🤖 AI Summary
Existing self-supervised music foundation models exhibit limited performance on pitch-sensitive key detection tasks. This work systematically investigates how pretraining design influences pitch sensitivity and proposes a mask-contrastive pretraining approach based on Mel-spectrograms, followed by linear evaluation using a shallow, wide MLP on the learned representations. The method demonstrates for the first time that mask-contrastive embeddings substantially enhance key detection accuracy, achieving state-of-the-art results without relying on complex data augmentation. Moreover, the learned representations inherently exhibit robustness to common audio transformations, thereby validating the effectiveness of self-supervised pretraining for pitch-sensitive music information retrieval tasks.
📝 Abstract
Self-supervised music foundation models underperform on key detection, which requires pitch-sensitive representations.

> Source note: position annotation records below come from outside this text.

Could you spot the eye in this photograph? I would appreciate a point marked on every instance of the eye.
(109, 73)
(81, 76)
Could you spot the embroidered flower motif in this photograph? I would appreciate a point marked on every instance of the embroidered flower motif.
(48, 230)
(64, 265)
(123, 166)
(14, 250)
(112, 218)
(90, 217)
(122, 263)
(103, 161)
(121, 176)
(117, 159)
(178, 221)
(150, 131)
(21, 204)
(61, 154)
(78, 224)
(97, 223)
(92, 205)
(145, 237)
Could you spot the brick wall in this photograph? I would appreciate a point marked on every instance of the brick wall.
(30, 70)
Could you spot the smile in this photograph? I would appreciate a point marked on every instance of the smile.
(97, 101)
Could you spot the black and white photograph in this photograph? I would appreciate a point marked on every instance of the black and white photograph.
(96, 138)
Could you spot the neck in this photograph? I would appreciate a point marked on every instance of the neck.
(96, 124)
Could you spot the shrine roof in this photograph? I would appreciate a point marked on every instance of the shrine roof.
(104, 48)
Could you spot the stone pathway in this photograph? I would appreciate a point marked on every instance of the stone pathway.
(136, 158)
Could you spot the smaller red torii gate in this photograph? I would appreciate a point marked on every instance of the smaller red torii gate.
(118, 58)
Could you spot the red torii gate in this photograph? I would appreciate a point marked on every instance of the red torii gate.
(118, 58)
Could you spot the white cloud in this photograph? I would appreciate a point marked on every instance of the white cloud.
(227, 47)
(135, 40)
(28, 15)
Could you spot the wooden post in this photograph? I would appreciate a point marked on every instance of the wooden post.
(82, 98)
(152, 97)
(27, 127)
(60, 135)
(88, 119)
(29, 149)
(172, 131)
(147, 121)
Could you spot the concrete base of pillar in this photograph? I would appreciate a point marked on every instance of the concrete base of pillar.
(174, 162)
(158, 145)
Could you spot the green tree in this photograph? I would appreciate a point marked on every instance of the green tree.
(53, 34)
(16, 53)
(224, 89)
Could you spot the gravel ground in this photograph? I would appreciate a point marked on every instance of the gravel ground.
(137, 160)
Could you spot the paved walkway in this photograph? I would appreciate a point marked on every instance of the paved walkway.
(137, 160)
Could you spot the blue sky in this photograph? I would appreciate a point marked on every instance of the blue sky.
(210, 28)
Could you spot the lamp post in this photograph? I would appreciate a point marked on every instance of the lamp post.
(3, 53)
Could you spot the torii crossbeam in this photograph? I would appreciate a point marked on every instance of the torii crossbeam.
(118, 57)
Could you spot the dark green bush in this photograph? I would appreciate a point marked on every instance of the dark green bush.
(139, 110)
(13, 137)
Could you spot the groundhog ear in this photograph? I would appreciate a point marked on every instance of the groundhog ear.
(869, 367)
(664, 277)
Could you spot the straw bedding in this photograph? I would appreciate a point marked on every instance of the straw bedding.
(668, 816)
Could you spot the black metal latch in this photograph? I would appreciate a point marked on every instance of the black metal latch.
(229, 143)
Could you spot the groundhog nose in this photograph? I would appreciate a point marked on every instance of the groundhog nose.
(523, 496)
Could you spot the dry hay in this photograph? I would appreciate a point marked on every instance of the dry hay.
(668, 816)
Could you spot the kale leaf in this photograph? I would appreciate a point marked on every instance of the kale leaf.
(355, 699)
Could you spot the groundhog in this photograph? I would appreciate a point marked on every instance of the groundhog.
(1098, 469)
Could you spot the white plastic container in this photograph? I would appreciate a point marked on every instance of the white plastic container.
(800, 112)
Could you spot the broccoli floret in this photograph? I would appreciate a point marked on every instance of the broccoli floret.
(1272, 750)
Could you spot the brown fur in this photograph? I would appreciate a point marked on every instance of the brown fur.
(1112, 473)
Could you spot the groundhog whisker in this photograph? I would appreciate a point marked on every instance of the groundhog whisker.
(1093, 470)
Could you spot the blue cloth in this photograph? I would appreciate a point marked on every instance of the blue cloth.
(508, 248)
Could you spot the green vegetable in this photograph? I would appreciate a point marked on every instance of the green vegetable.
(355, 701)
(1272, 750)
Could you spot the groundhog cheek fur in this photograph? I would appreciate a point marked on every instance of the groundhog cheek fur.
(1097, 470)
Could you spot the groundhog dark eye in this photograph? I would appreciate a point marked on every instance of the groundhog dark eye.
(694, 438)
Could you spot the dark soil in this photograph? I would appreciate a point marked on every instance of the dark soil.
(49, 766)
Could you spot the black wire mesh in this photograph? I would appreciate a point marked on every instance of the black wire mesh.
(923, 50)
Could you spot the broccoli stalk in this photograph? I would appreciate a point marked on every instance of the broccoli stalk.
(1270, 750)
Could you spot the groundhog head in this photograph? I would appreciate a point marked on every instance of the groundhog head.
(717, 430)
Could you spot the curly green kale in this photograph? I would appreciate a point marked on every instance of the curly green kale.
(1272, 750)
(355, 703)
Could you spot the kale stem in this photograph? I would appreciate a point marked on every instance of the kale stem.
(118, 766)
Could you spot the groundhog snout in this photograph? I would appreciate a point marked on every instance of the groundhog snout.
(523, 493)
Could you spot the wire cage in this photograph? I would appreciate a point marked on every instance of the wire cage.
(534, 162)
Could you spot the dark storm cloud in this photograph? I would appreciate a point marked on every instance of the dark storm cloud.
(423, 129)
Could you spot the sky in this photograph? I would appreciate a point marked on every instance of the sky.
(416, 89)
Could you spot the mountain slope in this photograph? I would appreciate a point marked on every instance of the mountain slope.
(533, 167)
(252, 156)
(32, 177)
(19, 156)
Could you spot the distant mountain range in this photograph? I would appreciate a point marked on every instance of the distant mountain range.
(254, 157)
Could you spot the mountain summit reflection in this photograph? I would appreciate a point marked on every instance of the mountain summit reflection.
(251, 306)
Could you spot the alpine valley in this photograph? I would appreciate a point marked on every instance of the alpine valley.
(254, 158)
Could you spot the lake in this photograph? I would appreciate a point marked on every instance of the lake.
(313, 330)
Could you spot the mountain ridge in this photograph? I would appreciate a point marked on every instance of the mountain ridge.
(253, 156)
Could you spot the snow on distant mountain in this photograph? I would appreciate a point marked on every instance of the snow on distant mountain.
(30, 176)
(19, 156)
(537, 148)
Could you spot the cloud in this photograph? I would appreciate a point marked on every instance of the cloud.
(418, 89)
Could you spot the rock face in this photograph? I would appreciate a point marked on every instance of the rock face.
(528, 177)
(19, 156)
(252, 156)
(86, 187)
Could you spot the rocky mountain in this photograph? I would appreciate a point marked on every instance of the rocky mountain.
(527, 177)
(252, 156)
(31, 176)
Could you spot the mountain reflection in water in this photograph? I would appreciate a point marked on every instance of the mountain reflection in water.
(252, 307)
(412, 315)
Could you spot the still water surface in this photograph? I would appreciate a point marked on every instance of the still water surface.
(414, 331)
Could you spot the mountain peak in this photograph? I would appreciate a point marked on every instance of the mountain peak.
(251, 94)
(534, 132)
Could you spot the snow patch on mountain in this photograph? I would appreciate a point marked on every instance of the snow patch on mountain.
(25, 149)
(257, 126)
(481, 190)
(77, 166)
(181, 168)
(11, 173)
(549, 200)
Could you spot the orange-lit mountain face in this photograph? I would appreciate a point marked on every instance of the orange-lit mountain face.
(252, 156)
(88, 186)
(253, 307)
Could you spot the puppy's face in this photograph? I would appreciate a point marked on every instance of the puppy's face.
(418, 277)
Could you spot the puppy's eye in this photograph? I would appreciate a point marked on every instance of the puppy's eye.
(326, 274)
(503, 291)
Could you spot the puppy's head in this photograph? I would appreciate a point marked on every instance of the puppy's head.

In this work, we present the first systematic study showing that the design of self-supervised pretraining directly impacts pitch sensitivity, and demonstrate that masked contrastive embeddings uniquely enable state-of-the-art (SOTA) performance in key detection in the supervised setting. First, we discover that linear evaluation after masking-based contrastive pretraining on Mel spectrograms leads to competitive performance on music key detection out of the box. This leads us to train shallow but wide multi-layer perceptrons (MLPs) on features extracted from our base model, leading to SOTA performance without the need for sophisticated data augmentation policies. We further analyze robustness and show empirically that the learned representations naturally encode common augmentations. Our study establishes self-supervised pretraining as an effective approach for pitch-sensitive MIR tasks and provides insights for designing and probing music foundation models.